Yesterday my psychiatrist boosted me from 20 MG to 40. "I'm not sure why your primary care provider had you on such a low dose," she said at the time. "Hopefully this will help more."

Hopefully it will. I hadn't realized that 20 MG was considered low, although in retrospect that explains why I've been struggling so hard with all of this even while taking medication.

I sat there in her pale office and watched her scarf, gauzy blue and loosely draped, sway while she wrote. She has a soft, accented voice. Hard vs instead of English ws. Full vowels instead of the schwa. I can't help but feel cheated by my physician, even though she likely gave me this dose because of inexperience with psychiatric medication.

Then my psychiatrist tells me that the second medication I'm on has always been prescribed at very low levels and that she felt that it was necessary to raise that one as well, and the feeling of being cheated doubled.

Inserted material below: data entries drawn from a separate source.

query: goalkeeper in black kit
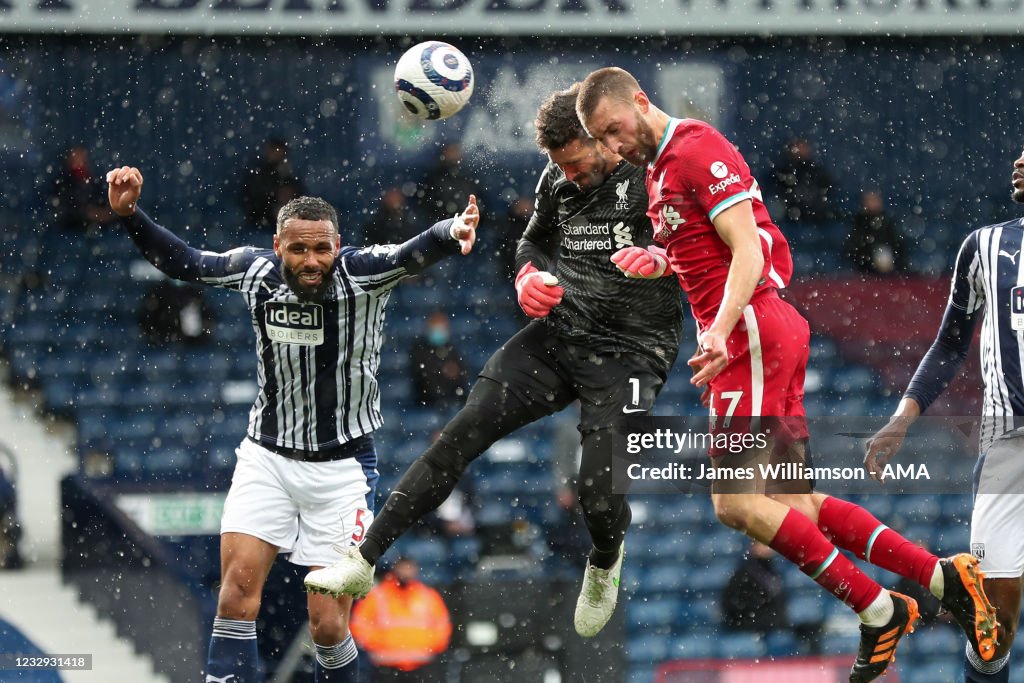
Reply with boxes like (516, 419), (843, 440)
(305, 86), (683, 637)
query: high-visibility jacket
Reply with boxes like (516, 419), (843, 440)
(350, 573), (452, 671)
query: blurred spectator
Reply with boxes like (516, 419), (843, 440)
(47, 144), (115, 233)
(434, 484), (476, 538)
(350, 558), (452, 683)
(721, 541), (791, 634)
(242, 137), (306, 227)
(544, 409), (591, 566)
(544, 484), (591, 566)
(138, 280), (215, 345)
(362, 187), (423, 245)
(0, 454), (24, 569)
(418, 142), (483, 216)
(774, 137), (838, 223)
(409, 310), (468, 412)
(843, 190), (907, 274)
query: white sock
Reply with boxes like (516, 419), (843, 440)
(857, 589), (894, 627)
(928, 562), (946, 600)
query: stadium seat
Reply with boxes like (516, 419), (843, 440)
(786, 593), (831, 626)
(641, 561), (688, 593)
(716, 633), (768, 659)
(669, 628), (719, 659)
(897, 655), (966, 683)
(629, 666), (654, 683)
(626, 633), (672, 666)
(626, 596), (681, 633)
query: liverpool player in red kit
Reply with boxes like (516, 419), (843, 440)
(577, 68), (996, 681)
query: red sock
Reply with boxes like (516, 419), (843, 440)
(818, 496), (939, 588)
(769, 509), (882, 612)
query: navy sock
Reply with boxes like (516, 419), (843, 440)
(964, 643), (1010, 683)
(313, 636), (359, 683)
(206, 616), (261, 683)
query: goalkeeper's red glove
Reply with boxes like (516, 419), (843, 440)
(611, 247), (669, 280)
(515, 262), (565, 317)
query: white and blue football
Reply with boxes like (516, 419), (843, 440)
(394, 40), (474, 120)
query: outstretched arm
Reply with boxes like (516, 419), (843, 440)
(864, 301), (980, 481)
(106, 166), (202, 282)
(864, 232), (985, 481)
(687, 202), (765, 387)
(345, 195), (480, 280)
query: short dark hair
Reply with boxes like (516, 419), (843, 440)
(534, 83), (590, 152)
(278, 197), (341, 234)
(577, 67), (642, 120)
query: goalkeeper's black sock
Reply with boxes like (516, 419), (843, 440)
(359, 458), (459, 564)
(590, 546), (618, 569)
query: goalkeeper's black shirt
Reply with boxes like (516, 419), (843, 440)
(516, 162), (683, 374)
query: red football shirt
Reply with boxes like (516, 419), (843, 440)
(647, 119), (793, 330)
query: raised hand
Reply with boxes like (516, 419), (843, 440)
(452, 195), (480, 256)
(106, 166), (142, 216)
(611, 247), (669, 280)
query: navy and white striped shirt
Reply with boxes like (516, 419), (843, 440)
(123, 210), (459, 452)
(906, 219), (1024, 450)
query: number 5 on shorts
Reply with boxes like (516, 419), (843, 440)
(352, 508), (374, 543)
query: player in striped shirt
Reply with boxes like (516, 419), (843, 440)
(577, 68), (995, 682)
(864, 148), (1024, 683)
(106, 166), (479, 683)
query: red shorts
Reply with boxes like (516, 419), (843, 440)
(710, 290), (811, 455)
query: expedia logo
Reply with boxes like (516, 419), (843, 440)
(708, 173), (739, 195)
(264, 301), (324, 346)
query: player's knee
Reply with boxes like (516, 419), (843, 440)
(217, 574), (261, 622)
(309, 610), (348, 645)
(712, 494), (756, 533)
(994, 615), (1017, 659)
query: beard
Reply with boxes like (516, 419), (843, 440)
(282, 264), (337, 301)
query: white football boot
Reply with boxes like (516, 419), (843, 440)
(573, 544), (626, 638)
(302, 546), (374, 598)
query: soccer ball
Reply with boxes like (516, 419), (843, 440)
(394, 40), (473, 120)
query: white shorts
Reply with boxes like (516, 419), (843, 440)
(971, 436), (1024, 579)
(220, 438), (378, 566)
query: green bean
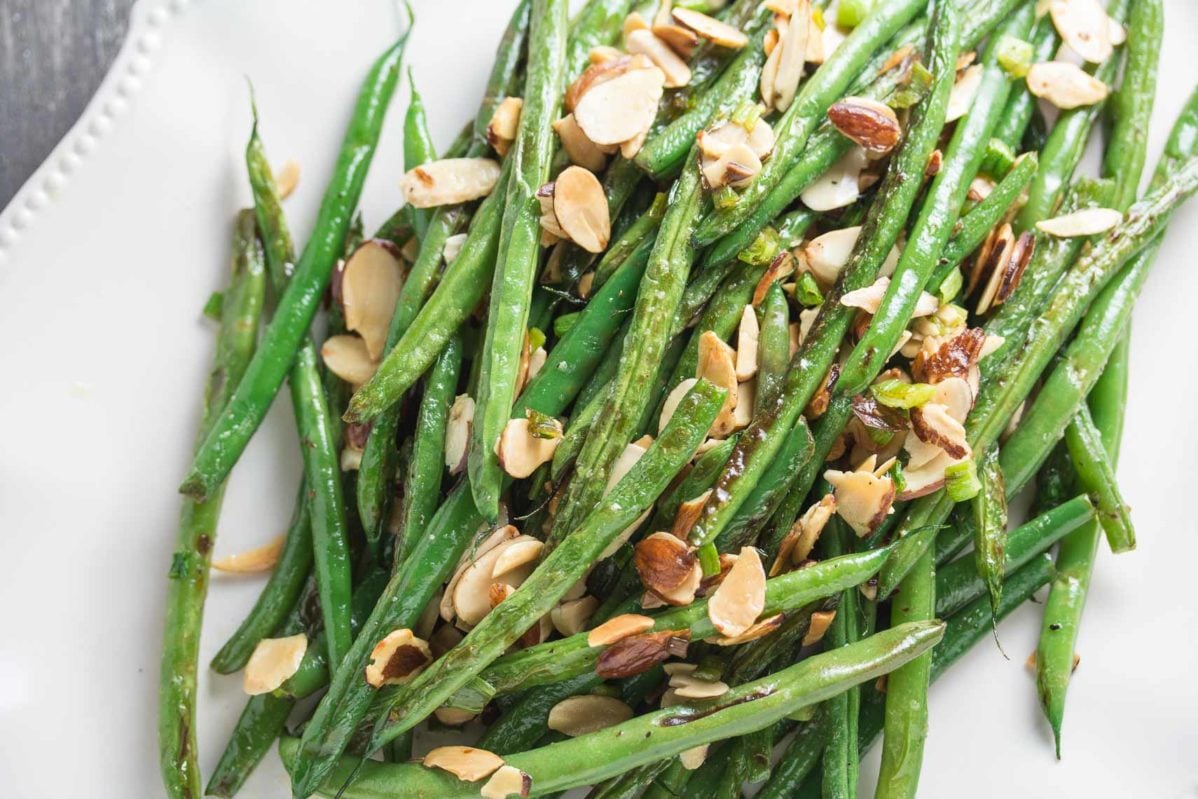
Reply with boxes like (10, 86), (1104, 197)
(180, 34), (407, 500)
(690, 0), (957, 546)
(158, 211), (266, 797)
(483, 546), (889, 694)
(369, 380), (724, 750)
(394, 337), (461, 564)
(280, 622), (944, 799)
(695, 0), (926, 246)
(467, 0), (567, 520)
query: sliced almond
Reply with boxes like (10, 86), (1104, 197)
(320, 333), (379, 386)
(341, 238), (404, 361)
(242, 632), (308, 696)
(553, 167), (611, 253)
(803, 611), (836, 647)
(400, 158), (500, 208)
(486, 97), (524, 157)
(479, 765), (532, 799)
(828, 97), (902, 155)
(799, 147), (869, 212)
(944, 63), (982, 122)
(1027, 61), (1109, 110)
(212, 535), (286, 574)
(553, 114), (607, 172)
(446, 394), (474, 474)
(624, 29), (690, 89)
(1036, 208), (1123, 238)
(274, 161), (300, 200)
(707, 546), (766, 636)
(546, 694), (633, 738)
(574, 67), (665, 145)
(367, 628), (432, 688)
(587, 613), (653, 647)
(420, 746), (503, 782)
(1048, 0), (1114, 63)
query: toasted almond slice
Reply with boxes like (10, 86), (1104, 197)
(320, 333), (379, 386)
(587, 613), (653, 647)
(553, 167), (611, 253)
(341, 238), (404, 361)
(803, 611), (836, 647)
(367, 628), (432, 688)
(546, 694), (633, 738)
(479, 765), (532, 799)
(673, 8), (749, 49)
(497, 419), (562, 479)
(400, 158), (500, 208)
(446, 394), (474, 474)
(1048, 0), (1114, 63)
(828, 97), (902, 155)
(274, 161), (300, 200)
(707, 546), (766, 636)
(242, 632), (308, 696)
(553, 114), (607, 172)
(574, 67), (665, 145)
(944, 63), (982, 122)
(1027, 61), (1109, 110)
(624, 29), (690, 89)
(420, 746), (503, 782)
(486, 97), (524, 158)
(799, 147), (870, 211)
(212, 535), (286, 574)
(1036, 208), (1123, 238)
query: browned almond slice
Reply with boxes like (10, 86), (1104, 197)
(1027, 61), (1109, 110)
(1048, 0), (1121, 63)
(341, 238), (404, 361)
(574, 67), (665, 145)
(320, 333), (379, 386)
(400, 158), (500, 208)
(420, 746), (503, 782)
(1036, 208), (1123, 238)
(486, 97), (524, 157)
(553, 114), (607, 172)
(672, 8), (749, 48)
(546, 694), (633, 738)
(707, 546), (766, 636)
(274, 161), (300, 200)
(446, 394), (474, 474)
(242, 632), (308, 696)
(624, 29), (690, 89)
(367, 628), (432, 688)
(212, 535), (286, 574)
(479, 765), (532, 799)
(587, 613), (653, 647)
(553, 167), (611, 253)
(828, 97), (902, 153)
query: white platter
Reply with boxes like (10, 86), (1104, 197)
(0, 0), (1198, 799)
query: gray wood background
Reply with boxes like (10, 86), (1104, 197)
(0, 0), (133, 207)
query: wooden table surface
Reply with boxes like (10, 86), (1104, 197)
(0, 0), (134, 207)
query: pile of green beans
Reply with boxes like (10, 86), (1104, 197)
(158, 0), (1198, 799)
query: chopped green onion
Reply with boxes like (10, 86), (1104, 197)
(936, 270), (964, 305)
(794, 272), (823, 308)
(737, 228), (778, 266)
(944, 458), (981, 502)
(870, 377), (936, 408)
(528, 408), (562, 440)
(553, 310), (582, 338)
(712, 186), (740, 211)
(998, 36), (1035, 78)
(698, 541), (720, 577)
(836, 0), (873, 29)
(204, 291), (224, 322)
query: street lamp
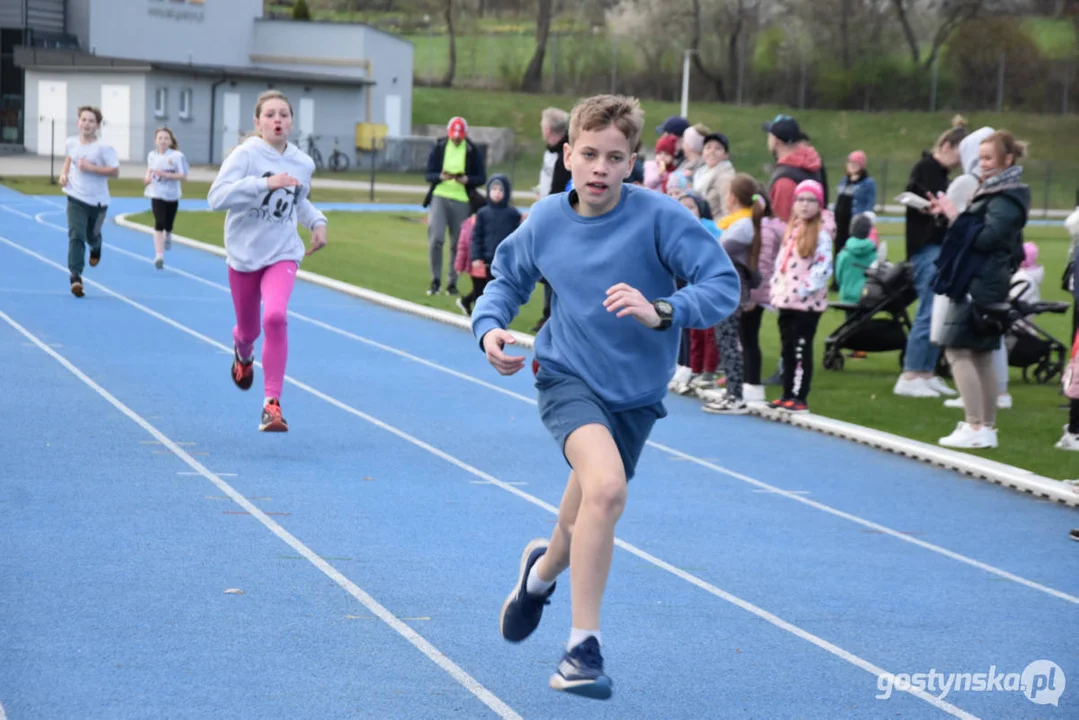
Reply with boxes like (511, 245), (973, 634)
(682, 49), (700, 119)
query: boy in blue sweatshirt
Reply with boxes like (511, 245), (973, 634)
(472, 95), (740, 699)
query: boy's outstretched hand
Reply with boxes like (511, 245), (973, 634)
(483, 328), (524, 375)
(603, 283), (659, 327)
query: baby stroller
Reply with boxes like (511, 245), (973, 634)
(986, 280), (1071, 385)
(823, 262), (918, 370)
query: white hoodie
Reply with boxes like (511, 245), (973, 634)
(207, 137), (326, 272)
(947, 126), (994, 213)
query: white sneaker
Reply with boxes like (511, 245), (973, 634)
(944, 395), (1011, 410)
(742, 385), (765, 403)
(938, 422), (997, 450)
(929, 375), (959, 397)
(1053, 425), (1079, 450)
(667, 365), (693, 393)
(700, 397), (749, 415)
(892, 376), (941, 397)
(697, 388), (727, 403)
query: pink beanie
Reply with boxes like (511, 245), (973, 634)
(682, 125), (705, 152)
(794, 180), (824, 209)
(1022, 242), (1038, 268)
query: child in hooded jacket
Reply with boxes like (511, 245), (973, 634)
(457, 175), (521, 316)
(769, 180), (835, 412)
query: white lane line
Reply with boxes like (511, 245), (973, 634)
(0, 310), (521, 719)
(0, 237), (988, 720)
(4, 213), (1079, 604)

The Boston rain was soothing while I waited outside the Center. Rain has always made me feel better. Like a video game cheat code: instant payoff. It's feeling more and more like April.

The new pill is almost as big as the second, which means my days of gagging on just one of the medications are over. And I'm here to report that there was nothing to report on Day #1: I took the dose and wham!

Lights out.

I slept and slept. And slept. And slept. It's 4:23 now, but I'm drinking a cup of coffee and feeling like the morning has just come. And I'm still tired.

But I hadn't meant this first post to be so gloomy. The sun is out. The trailer for Quentin Tarantino's new film "The Hateful Eight" came out yesterday. I have coffee, which beats the ominous sense of not having coffee in the house. And hopefully we're on the up-and-up, my brain and I.